Manque de moyens et solidarité du Département et de la Région

Charles-Ange Ginésy a estimé que "le maire porte des compétences avec des moyens toujours plus faibles. Le Conseil départemental est pour les communes une caisse de solidarité territoriale et sociale". Mais le social "mange petit à petit notre budget", d’autant que les participations de l’État ont été en baisse de 27 M€ cette année et que les Alpes-Maritimes,
département riche, a contribué à hauteur de 30 M€ pour aider les départements pauvres. "Cela ne nous empêche pas de continuer à aider les communes : en 2017, nous avons financé 33 M€ pour soutenir six cents projets en zone rurale". Il a évoqué également "l’avancée spectaculaire du très haut débit" qui permettra de développer l’activité dans les zones éloignées et a plaidé pour "laisser la liberté" aux communes en matière d’eau et d’assainissement car le transfert de cette compétence sur les agglos sera, pour lui, aussi inefficace que coûteux.
Représentant la Métropole et la Région, Pierre-Paul Leonelli a lui aussi assuré les maires ruraux de la solidarité de ces institutions.
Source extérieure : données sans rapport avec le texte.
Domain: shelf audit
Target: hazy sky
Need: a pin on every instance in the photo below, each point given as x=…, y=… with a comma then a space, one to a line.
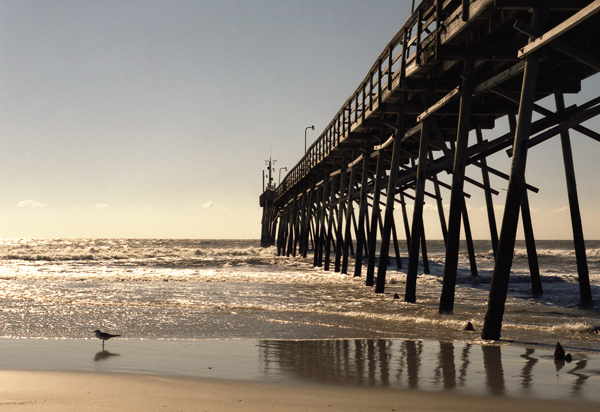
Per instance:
x=154, y=118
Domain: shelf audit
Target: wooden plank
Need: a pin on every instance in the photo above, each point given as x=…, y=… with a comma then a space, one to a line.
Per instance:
x=500, y=78
x=440, y=103
x=559, y=30
x=546, y=4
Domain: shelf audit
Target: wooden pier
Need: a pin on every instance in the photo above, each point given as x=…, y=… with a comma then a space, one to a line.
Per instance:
x=454, y=69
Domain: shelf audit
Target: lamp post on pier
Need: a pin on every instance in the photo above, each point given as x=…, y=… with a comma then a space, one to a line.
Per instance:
x=305, y=130
x=280, y=174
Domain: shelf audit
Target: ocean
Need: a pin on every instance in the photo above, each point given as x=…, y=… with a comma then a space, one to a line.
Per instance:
x=228, y=309
x=234, y=289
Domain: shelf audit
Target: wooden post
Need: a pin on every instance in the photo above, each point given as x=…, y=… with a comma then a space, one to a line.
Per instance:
x=405, y=219
x=308, y=218
x=534, y=267
x=469, y=240
x=492, y=325
x=532, y=260
x=375, y=216
x=388, y=224
x=488, y=196
x=417, y=222
x=329, y=234
x=440, y=206
x=396, y=246
x=292, y=224
x=457, y=199
x=424, y=249
x=360, y=234
x=341, y=207
x=349, y=217
x=585, y=290
x=323, y=213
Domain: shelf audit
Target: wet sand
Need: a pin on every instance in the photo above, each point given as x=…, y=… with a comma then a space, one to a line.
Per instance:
x=56, y=391
x=332, y=375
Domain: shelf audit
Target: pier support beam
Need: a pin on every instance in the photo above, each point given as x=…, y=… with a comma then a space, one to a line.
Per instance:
x=417, y=222
x=457, y=200
x=582, y=268
x=340, y=218
x=488, y=196
x=349, y=217
x=499, y=287
x=362, y=213
x=388, y=222
x=375, y=215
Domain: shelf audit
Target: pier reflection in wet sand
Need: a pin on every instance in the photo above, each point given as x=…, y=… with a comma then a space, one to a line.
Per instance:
x=430, y=365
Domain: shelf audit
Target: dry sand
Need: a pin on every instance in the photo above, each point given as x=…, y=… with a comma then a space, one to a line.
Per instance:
x=68, y=391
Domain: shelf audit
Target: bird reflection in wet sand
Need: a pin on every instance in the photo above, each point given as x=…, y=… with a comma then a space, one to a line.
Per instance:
x=104, y=336
x=104, y=354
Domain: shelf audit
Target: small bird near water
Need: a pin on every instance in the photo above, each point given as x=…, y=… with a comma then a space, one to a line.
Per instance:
x=104, y=336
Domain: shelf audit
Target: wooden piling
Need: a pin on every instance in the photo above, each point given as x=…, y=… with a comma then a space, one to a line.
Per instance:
x=585, y=290
x=456, y=195
x=499, y=287
x=388, y=224
x=375, y=217
x=360, y=234
x=410, y=294
x=349, y=218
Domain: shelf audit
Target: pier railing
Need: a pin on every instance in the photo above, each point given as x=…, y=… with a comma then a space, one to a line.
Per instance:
x=454, y=67
x=414, y=44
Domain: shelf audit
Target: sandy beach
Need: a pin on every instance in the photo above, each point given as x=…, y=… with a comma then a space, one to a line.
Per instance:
x=341, y=375
x=55, y=391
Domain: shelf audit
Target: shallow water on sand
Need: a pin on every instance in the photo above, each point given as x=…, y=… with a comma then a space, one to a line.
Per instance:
x=384, y=363
x=199, y=289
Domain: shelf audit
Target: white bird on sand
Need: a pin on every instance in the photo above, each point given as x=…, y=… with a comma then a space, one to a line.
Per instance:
x=104, y=336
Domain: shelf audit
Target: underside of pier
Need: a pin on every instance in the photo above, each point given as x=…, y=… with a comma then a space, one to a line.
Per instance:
x=452, y=72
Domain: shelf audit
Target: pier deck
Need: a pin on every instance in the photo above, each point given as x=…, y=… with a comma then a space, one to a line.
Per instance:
x=455, y=68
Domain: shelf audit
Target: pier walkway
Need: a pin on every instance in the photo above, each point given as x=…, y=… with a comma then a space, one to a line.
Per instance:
x=455, y=68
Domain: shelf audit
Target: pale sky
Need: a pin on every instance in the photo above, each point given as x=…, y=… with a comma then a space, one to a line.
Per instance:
x=153, y=119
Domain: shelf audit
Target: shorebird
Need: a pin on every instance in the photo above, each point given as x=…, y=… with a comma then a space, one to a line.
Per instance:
x=104, y=336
Il a estimé que " la population n’a pas à être concentrée dans les villes. On a l’impérieuse obligation d’apporter les services publics dans le moyen et le haut pays", citant les 28 M€ que la Région a investi pour des aménagements culturels.
Il revenait, tâche difficile, à Gwenaëlle Chapuis, sous-préfet "Nice Montagne", de s’exprimer au nom de l’État devant des élus en forte attente de soutien.

Courrier au Premier ministre : "que notre détresse soit entendue"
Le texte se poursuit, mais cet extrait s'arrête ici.